Le plan présenté par le président du Gouvernement Basque, M.Ibarretxe, a pour but d’établir d’une fois pour toutes quels seront les liens que les basques veulent avoir avec l’Espagne. Ceci se déciderait après un grand débat entre les basques, une fois la violence définitivement terminée. Un référendum en suivrait.
A l’instance du gouvernement de M.Aznar, la Conférence Episcopale Espagnole condamna le plan du président Ibarretxe en le déclarant immoral. La réponse des évêques basques fut de déclarer que le plan du président Ibarretxe était parfaitement moral.
Jeudi dernier, à l’instance des membres les plus conservateurs de l’église espagnol, la Conférence Episcopale Espagnole s’est réunie avec le seul objet d’approuver un document qui établirait que l’unité de l’Espagne était une question de moralité chrétienne. Mais, devant la farouche opposition des évêques Catalans et Basques qui estimaient que la question posée était d’ordre politique et non morale, la majorité Castillane et conservatrice décida de préparer un document mais en retardant « sine die » son élaboration.
La fragilité de la démocratie espagnole dérive du fait que tous les nationalistes espagnols, et aussi ceux qui le sont en disant qu’ils ne le sont pas, croient au fond de leur âme que l’unité de l’Espagne n’est pas une question politique mais morale, et que donc « Dieu est avec eux ».

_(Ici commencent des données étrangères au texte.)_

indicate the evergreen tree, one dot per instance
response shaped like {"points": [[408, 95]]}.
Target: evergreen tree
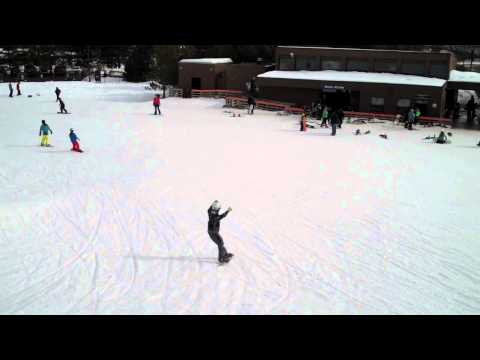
{"points": [[139, 63]]}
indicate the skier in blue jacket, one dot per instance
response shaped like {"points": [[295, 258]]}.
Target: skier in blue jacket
{"points": [[44, 130]]}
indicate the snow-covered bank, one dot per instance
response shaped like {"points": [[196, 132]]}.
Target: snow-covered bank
{"points": [[320, 224]]}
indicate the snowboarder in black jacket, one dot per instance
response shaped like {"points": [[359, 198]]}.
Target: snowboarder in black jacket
{"points": [[470, 109], [62, 106], [334, 120], [214, 218]]}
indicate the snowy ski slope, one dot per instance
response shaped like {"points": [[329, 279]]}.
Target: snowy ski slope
{"points": [[320, 224]]}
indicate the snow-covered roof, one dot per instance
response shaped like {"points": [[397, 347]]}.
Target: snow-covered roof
{"points": [[355, 76], [353, 49], [207, 61], [464, 76]]}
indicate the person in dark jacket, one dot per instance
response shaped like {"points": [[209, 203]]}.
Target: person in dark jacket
{"points": [[156, 104], [334, 120], [341, 115], [251, 104], [410, 119], [456, 111], [57, 92], [214, 218], [325, 117], [74, 139], [62, 106], [44, 131], [470, 107]]}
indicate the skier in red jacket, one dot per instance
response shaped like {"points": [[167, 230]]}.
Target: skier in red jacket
{"points": [[156, 104]]}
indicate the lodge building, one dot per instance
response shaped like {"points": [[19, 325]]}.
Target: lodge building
{"points": [[371, 80]]}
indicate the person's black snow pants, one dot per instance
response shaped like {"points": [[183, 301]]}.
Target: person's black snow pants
{"points": [[334, 128], [217, 239]]}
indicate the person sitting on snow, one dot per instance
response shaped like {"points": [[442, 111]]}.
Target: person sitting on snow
{"points": [[74, 139], [44, 130]]}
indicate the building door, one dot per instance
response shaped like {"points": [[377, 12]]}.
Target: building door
{"points": [[354, 101], [336, 99], [196, 83], [219, 81]]}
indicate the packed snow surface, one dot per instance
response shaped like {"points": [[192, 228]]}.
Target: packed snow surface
{"points": [[207, 61], [320, 224], [464, 76], [354, 76]]}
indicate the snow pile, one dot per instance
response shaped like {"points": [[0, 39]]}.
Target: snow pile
{"points": [[207, 61], [464, 76], [320, 224], [354, 76]]}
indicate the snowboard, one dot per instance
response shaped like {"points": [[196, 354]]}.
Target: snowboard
{"points": [[227, 260]]}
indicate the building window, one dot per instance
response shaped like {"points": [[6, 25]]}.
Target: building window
{"points": [[331, 64], [286, 63], [403, 105], [377, 104], [305, 63], [358, 65], [413, 68], [439, 70], [389, 66]]}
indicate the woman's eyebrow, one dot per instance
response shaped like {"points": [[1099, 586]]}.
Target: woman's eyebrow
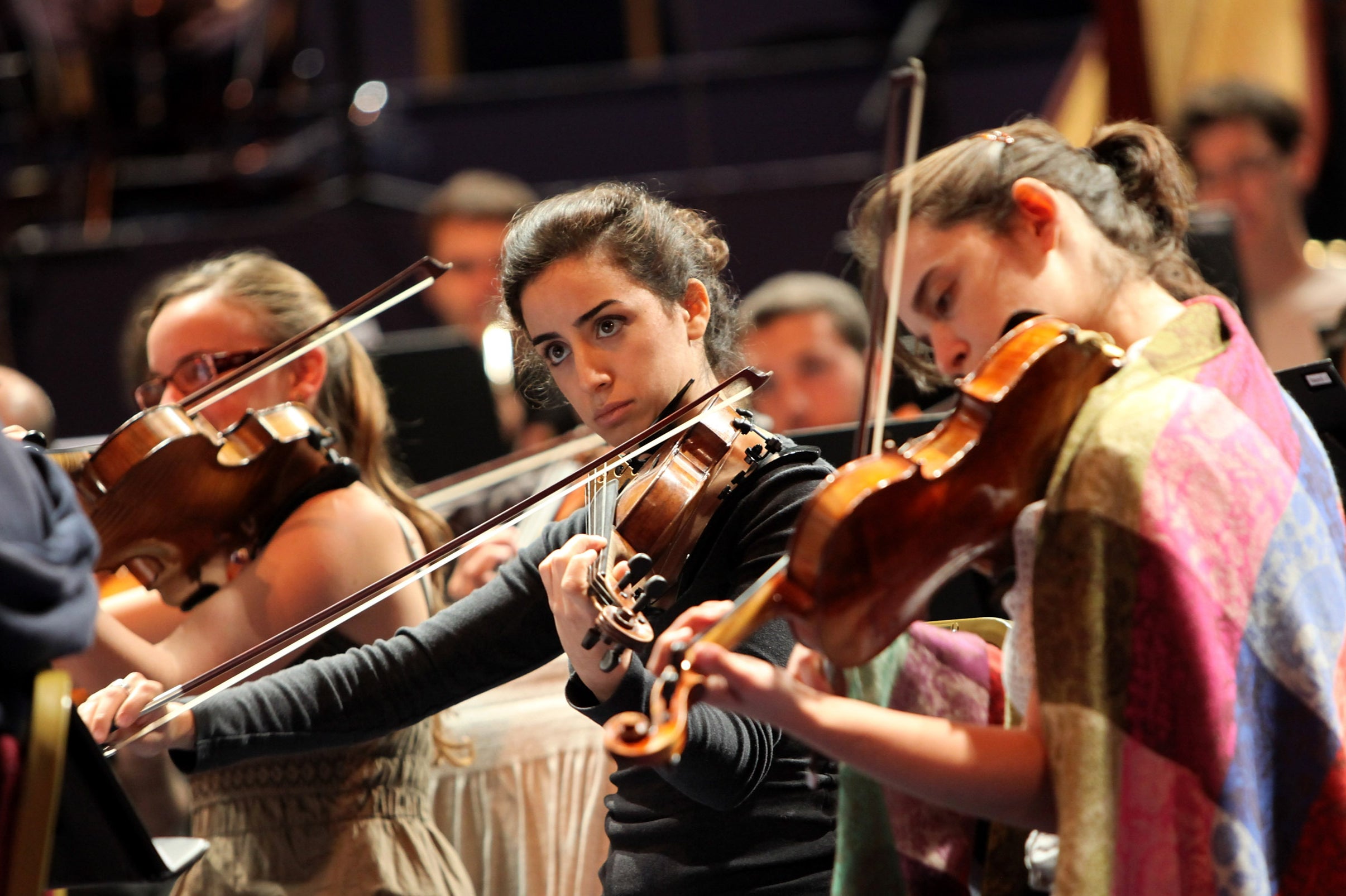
{"points": [[579, 322], [921, 298]]}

Comme vous pourrez le comprendre, les choses ne sont pas aussi simples que M.Elorza voudrait vous le faire croire. Et de ce pas je me mets en contact avec des historiens navarrais pour qu’ils puissent vous fournir les renseignements historiques sur l’Etat Basque que fut le Royaume de Navarre et dont je n’ai pas été a la hauteur de vous en fournir.